Date de mise en ligne : 09/05/2017.

Edito

► Par Laurent Thoviste, directeur de la rédaction

Au terme d'une campagne hors norme qui a mis en lumière les fractures de la société française, Emmanuel Macron succèdera dimanche à François Hollande à la présidence de la République. Avec cette élection les français ont fait le choix de l'espoir et ont préféré (au contraire des américains ou des britanniques) l'ouverture sur le monde au rempli sur soi. Sans doute un dernier héritage de la philosophie des Lumières ou encore la conscience que notre pays n'est jamais aussi grand que lorsqu'il est universel.

Les problèmes n'ont pas disparu pour autant et la tâche principale du nouveau président sera de redonner confiance à un peuple devenu profondément pessimiste. 5e puissance mondiale, unanimement saluée (et souvent enviée pour ses mécanismes de protection sociale), la France doute d'elle-même au point d'apparaitre souvent comme un championne du monde dans ce domaine. De ce point de vue on peut dire que pour le nouveau président le plus dur commence tant l'élection, pour large qu'elle soit, n'a pas vraiment permis de trancher une orientation politique. Dès le lendemain les partenaires sociaux ont d'ores et déjà appelé à un 3e tour social.

Pour réussir Emmanuel Macron croit dans en son arme fatale, celle qu'il a mise en avant dans tous ces discours : la bienveillance. Avec elle, il veut réconcilier les deux France, celle qui gagne et celle qui a le sentiment d'échouer, celle qui croit à son avenir et celle qui doute. Il aura pour cela besoin du monde associatif qui comme lui croit aux vertus du contrat passé entre les membres.
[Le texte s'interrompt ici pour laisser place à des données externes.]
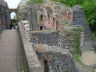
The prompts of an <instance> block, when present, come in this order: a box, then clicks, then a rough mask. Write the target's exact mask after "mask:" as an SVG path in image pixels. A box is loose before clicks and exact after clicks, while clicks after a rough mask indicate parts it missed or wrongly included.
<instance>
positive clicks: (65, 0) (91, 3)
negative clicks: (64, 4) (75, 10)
mask: <svg viewBox="0 0 96 72" xmlns="http://www.w3.org/2000/svg"><path fill="white" fill-rule="evenodd" d="M53 1H56V2H61V3H63V4H66V5H69V6H71V7H73V6H75V5H77V4H79V5H81V6H82V7H83V9H84V12H85V15H86V18H87V20H88V22H89V25H90V28H91V31H92V32H93V34H96V0H53Z"/></svg>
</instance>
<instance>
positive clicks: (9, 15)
mask: <svg viewBox="0 0 96 72" xmlns="http://www.w3.org/2000/svg"><path fill="white" fill-rule="evenodd" d="M1 3H2V4H1ZM9 26H10V13H9V9H8V6H7V3H6V2H5V1H3V0H2V1H0V29H6V28H7V29H8V28H9Z"/></svg>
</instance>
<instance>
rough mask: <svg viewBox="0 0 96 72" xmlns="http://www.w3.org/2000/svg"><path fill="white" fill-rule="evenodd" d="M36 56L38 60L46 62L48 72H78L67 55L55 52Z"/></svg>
mask: <svg viewBox="0 0 96 72" xmlns="http://www.w3.org/2000/svg"><path fill="white" fill-rule="evenodd" d="M37 55H38V57H39V58H43V59H44V60H47V62H48V66H49V72H79V71H78V69H77V68H76V65H75V62H74V61H73V59H72V58H71V57H70V56H69V55H63V54H61V53H55V52H46V53H37Z"/></svg>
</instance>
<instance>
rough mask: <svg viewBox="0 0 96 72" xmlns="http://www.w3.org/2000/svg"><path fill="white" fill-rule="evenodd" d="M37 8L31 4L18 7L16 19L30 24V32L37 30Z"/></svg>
mask: <svg viewBox="0 0 96 72" xmlns="http://www.w3.org/2000/svg"><path fill="white" fill-rule="evenodd" d="M38 8H39V5H37V4H33V3H28V4H26V5H24V6H20V7H18V19H19V20H28V21H29V22H30V27H31V30H39V25H38V24H37V11H38Z"/></svg>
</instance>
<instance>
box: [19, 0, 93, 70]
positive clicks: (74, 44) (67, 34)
mask: <svg viewBox="0 0 96 72" xmlns="http://www.w3.org/2000/svg"><path fill="white" fill-rule="evenodd" d="M18 15H19V16H20V17H21V18H20V19H21V20H22V19H25V20H28V21H30V27H31V31H30V38H31V41H32V43H33V45H32V46H33V48H34V50H35V51H36V53H37V56H38V58H39V60H41V59H43V63H44V61H45V64H46V63H47V65H48V66H47V69H48V71H49V72H79V71H80V70H79V68H78V66H77V65H78V63H79V62H78V61H76V60H75V59H74V58H75V57H76V56H75V57H74V53H76V54H78V56H81V54H82V51H87V50H90V51H91V50H93V46H94V43H93V40H92V39H91V38H92V35H91V31H90V28H89V26H88V23H87V21H86V18H85V16H84V12H83V9H82V8H81V7H80V6H79V5H77V6H75V7H72V8H70V7H68V6H66V5H63V4H61V3H59V2H55V3H54V2H48V3H44V4H42V5H36V4H29V3H28V4H27V5H26V6H22V7H20V8H19V13H18ZM79 64H80V63H79ZM43 65H44V64H43ZM45 67H46V66H45ZM45 70H46V68H45ZM87 72H88V71H87Z"/></svg>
Probablement une des raisons pour lesquelles il a proposé de créer dans son programme un accélérateur d'association chargé de déployer sur l'ensemble du territoire et en moins de 5 ans les associations utiles à notre société. Car derrière les différentes mesures proposées il y a probablement, à l'instar de ce que Roger Sue appelait de ses v½ux dans notre numéro spécial élections présidentielles, la conscience que la politique c'est désormais d'abord la société civile, qu'il faut réarmer dans sa représentation et dans son expression. De la part d'un candidat qui s'est appuyé sur une association plutôt que sur un parti pour accéder à la magistrature suprême, il faut certainement y voir autre chose qu'un hasard.